The Russell 2000 closed at 1,621.90, a 2% gain, and the highest close since Oct. 9, 2018. The S&P 500, Dow and Nasdaq, which had previously regained their highs, all closed at new record levels Monday.
"The dynamics of this market are changing. The definition of this new uptrend that's developing is that pullbacks should be shallower and shorter lived and and the upswings should be stronger," said Ari Wald, technical strategist at Oppenheimer. "I think this is a market where global equities are breaking out across the board. It's not just the U.S. large cap growth anymore. It's U.S. broadly, and now small caps, a big breakout in the Russell 2000 today. You really have a market that is firing on all cylinders."
The small cap Russell 2000, trailing other indices in the march to new highs, broke its previous high from May 6 of 1,618.4 early Monday, and then climbed higher into the close. The Russell has risen near that level previously but failed to break above it.
Frank Cappelleri, head market technician at Instinet, said the move in small caps was a positive, but the gains will need to hold.
"One of the biggest divergences was that small caps have lagged, and this still has a while to go to recapture its all time highs from last fall," said Cappelleri. "This is really a step in the right direction, especially since it got through a level that was rejected a number of times."
Cappelleri said just a third of the S&P 500 are at or within 3% of all-time highs, and a broader range of stocks need to join the rally so small caps are a welcome addition.
"The more components you have moving together, the argument is the stronger the chances are for the breakout to hold and not fail," Cappelleri said.

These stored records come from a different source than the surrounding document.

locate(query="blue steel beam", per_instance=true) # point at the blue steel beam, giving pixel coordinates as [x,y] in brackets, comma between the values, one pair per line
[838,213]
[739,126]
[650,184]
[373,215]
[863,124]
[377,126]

Strategas technical analyst Todd Sohn said the question now is whether the Russell can sustain the move and break out, and it appears it can because of both large cap leadership and the seasonal boost, or the fact the market is usually heading higher at this time of year.
The iShares Russell 2000 ETF (IWM) also hit a 52-week high Monday and was about 7% below its all-time high. The ETF was trading on extremely high volume of about 24 million shares, about 10 million ahead of its daily average volume.
"I think it's bullish because this has been a lagging group and they're finally breaking out," said Sohn. "If you were to look at what's helping this move, it's a sharp acceleration from biotech stocks. That's the second largest weight in the Russell 2000."
Wald said investors are more bullish, but they are still nowhere near being overly bullish and that should keep the market going. His target for the S&P in the rally is 3,500.
"The stocks that were still below 200-day moving average...half of them were micro cap. And now you have this big turn in the Russell 2000. That's very positive for market breadth," Wald said. Wald said stocks emerged from a bear market last December when the market troughed on Dec. 26. Since then the S&P 500 has regained 33%, which coincidentally is the typical recovery in the first year after a bear market.
The second year averages a gain of about 11%, he said.
Analysts said the fact that volatility is so low is also a positive for stocks. "It doesn't have a pulse," said Sohn of the VIX, or the CBOE Volatility Index. It reflects the S&P 500 puts and calls on the CBOE.
He said in periods of low volatility, the market has done well, as in the 1990s. But also just looking back to 2017, when the S&P advanced and the VIX was very low.
"Overbought in an uptrend which is where are now is historically bullish. There could be some modest dips along the way but ultimately the trend is for an advance," said Sohn.